Bugünlerde M. Ertuğrul Düzdağ’ın hazırladığı “Üstad Ali Ulvi Kurucu Hatıralar 1-2 (İstanbul-2007)” adlı eseri okuyorum. İyi ki bu eser yazılmış. Yoksa bir devrin olayları nisyana ve karanlığa terk edilip gidecekti.
Bu eserde neler var? 1930’lu yıllardan 2000’li yıllara kadar bütün bir İslam dünyasının geçmiş hâfıza kayıtları var. Konya’nın dini, siyasi, sosyal, fikri, kültürel hayatı bu kadar güzel anlatılabilirdi.

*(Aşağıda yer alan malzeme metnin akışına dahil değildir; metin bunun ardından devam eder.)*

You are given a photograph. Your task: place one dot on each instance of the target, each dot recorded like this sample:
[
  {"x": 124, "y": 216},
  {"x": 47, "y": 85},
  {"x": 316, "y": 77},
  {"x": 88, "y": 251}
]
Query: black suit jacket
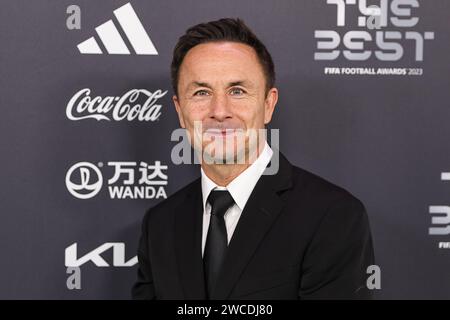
[{"x": 298, "y": 237}]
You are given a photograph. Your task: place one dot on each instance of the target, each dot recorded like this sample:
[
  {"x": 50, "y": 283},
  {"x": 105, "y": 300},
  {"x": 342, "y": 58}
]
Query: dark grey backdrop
[{"x": 384, "y": 138}]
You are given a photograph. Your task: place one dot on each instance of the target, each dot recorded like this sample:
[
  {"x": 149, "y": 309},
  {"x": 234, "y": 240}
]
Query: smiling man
[{"x": 238, "y": 232}]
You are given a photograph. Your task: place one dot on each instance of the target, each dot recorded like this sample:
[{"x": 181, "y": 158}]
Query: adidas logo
[{"x": 112, "y": 40}]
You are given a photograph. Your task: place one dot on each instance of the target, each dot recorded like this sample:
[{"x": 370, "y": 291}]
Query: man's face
[{"x": 222, "y": 87}]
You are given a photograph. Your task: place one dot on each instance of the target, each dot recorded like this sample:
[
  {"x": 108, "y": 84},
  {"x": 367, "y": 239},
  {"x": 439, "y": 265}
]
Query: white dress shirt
[{"x": 240, "y": 189}]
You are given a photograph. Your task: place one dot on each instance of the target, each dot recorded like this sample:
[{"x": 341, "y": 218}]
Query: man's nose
[{"x": 220, "y": 108}]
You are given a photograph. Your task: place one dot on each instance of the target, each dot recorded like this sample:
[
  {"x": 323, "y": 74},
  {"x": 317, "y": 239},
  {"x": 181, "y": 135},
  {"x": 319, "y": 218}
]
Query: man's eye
[
  {"x": 201, "y": 93},
  {"x": 237, "y": 91}
]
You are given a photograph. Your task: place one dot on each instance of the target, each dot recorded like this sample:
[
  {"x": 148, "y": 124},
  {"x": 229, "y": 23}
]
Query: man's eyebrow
[{"x": 196, "y": 84}]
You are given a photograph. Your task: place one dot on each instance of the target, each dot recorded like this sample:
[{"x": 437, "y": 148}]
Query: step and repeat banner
[{"x": 87, "y": 121}]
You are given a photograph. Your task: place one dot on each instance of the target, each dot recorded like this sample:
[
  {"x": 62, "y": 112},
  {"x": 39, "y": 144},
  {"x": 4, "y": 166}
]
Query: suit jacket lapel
[
  {"x": 259, "y": 214},
  {"x": 188, "y": 243}
]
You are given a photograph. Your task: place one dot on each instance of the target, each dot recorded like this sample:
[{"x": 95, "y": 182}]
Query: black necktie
[{"x": 216, "y": 241}]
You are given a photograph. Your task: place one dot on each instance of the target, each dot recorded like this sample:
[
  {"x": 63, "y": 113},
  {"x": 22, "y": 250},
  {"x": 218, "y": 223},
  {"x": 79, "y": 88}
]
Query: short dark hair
[{"x": 226, "y": 29}]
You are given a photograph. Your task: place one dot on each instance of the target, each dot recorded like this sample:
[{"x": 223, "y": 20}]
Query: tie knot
[{"x": 220, "y": 201}]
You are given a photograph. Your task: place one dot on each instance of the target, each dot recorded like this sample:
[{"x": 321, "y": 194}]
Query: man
[{"x": 237, "y": 233}]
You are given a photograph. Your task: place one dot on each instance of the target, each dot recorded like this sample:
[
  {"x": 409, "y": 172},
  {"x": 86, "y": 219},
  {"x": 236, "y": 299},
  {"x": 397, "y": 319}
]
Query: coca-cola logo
[{"x": 127, "y": 107}]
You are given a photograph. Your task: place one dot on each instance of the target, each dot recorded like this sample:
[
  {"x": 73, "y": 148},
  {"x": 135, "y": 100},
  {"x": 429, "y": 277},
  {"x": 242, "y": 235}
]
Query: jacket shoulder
[{"x": 323, "y": 191}]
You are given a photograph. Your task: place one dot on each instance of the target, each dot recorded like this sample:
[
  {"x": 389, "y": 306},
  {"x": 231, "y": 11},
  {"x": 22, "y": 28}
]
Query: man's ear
[
  {"x": 176, "y": 102},
  {"x": 269, "y": 104}
]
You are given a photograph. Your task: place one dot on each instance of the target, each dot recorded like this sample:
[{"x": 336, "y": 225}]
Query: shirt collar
[{"x": 242, "y": 186}]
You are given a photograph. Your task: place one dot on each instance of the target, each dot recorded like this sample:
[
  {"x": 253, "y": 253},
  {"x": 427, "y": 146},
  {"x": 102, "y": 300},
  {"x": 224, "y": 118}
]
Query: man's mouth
[{"x": 221, "y": 132}]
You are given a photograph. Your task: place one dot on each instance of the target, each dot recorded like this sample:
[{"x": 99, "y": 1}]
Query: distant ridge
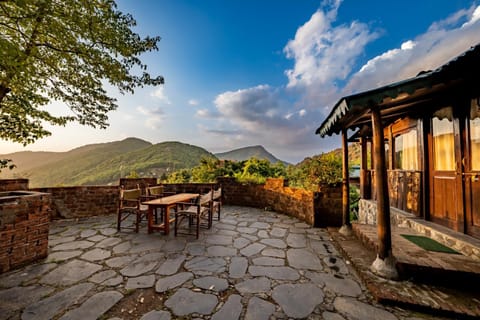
[
  {"x": 103, "y": 163},
  {"x": 246, "y": 153}
]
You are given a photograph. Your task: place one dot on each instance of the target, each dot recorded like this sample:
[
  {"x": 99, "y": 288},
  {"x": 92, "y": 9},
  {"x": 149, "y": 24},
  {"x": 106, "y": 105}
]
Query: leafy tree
[
  {"x": 325, "y": 169},
  {"x": 180, "y": 176},
  {"x": 65, "y": 50},
  {"x": 208, "y": 170},
  {"x": 133, "y": 175},
  {"x": 6, "y": 163}
]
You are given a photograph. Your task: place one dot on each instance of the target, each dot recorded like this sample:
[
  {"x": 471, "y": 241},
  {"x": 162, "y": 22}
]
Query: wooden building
[{"x": 423, "y": 137}]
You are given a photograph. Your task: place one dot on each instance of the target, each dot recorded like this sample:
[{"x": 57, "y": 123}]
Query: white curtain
[
  {"x": 443, "y": 144},
  {"x": 475, "y": 136},
  {"x": 406, "y": 151}
]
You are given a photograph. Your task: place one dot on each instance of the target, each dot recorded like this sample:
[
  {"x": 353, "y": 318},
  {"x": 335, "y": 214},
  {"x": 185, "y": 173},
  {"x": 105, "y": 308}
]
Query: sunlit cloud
[
  {"x": 159, "y": 94},
  {"x": 443, "y": 41},
  {"x": 324, "y": 54},
  {"x": 153, "y": 116},
  {"x": 326, "y": 67},
  {"x": 193, "y": 102}
]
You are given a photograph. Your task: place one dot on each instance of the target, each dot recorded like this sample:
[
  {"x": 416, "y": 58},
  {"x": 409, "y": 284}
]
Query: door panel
[
  {"x": 446, "y": 195},
  {"x": 445, "y": 198},
  {"x": 472, "y": 172}
]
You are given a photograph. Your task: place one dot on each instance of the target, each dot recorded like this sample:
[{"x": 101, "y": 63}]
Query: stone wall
[
  {"x": 328, "y": 207},
  {"x": 24, "y": 226},
  {"x": 132, "y": 183},
  {"x": 13, "y": 184},
  {"x": 320, "y": 209},
  {"x": 85, "y": 201}
]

Merhum Ali Ulvi Bey, âlimler yetiştiren bir aileye mensup. Dedeleri Hacı Veyis Efendi, Babası Hacı Veyis-Zâde İbrahim Efendi, amcası Hacı Veyis-Zâde Mustafa Kurucu Efendi. Nesillerimize hizmet adına adanmış, yol gösterici âlimler silsilesinin ve ailesinin örnek hayatları var bu eserde. Hakaretlere, acılara, itilip-kalkılmalara, binbir türlü çilelere, yoksulluklara maruz kalmakla birlikte değerlerimiz alanında korkunç yıkımlara tanıklık etmelerine rağmen, acıları bal eylemesini bilmiş, dine hizmeti daima gündemlerinin ilk maddesi tutmuş insan-ı kâmiller bunlar. Öyle ki, tüm olumsuzluklara rağmen aşklarını hiç kaybetmemiş, hasbîlik ve fütüvvet ahlâkını yaşam biçimi haline getirerek bir âlim sorumluluğuyla hareket etmesini bilmiş, gece-gündüz halkı irşâd etme yolunda tahammül göstermiş dava adamları bunlar. Onların Hakk’a, hakikate ve ilme adanmış hayatlarının her bir safhasında ilmiyle âmil, ihlas ile yoğrulmuş bir insan-ı kâmil örneklikleri var. Kısaca onların kutlu hayatlarının özünde gece âbid, gündüz ise “en büyük kerâmet, halka hizmettir” ilkesiyle hareket etme var. Dahası, “felâketler dinimize gelmesin” arzusuyla yanıp tutuşan bir azim ve kararlılık var.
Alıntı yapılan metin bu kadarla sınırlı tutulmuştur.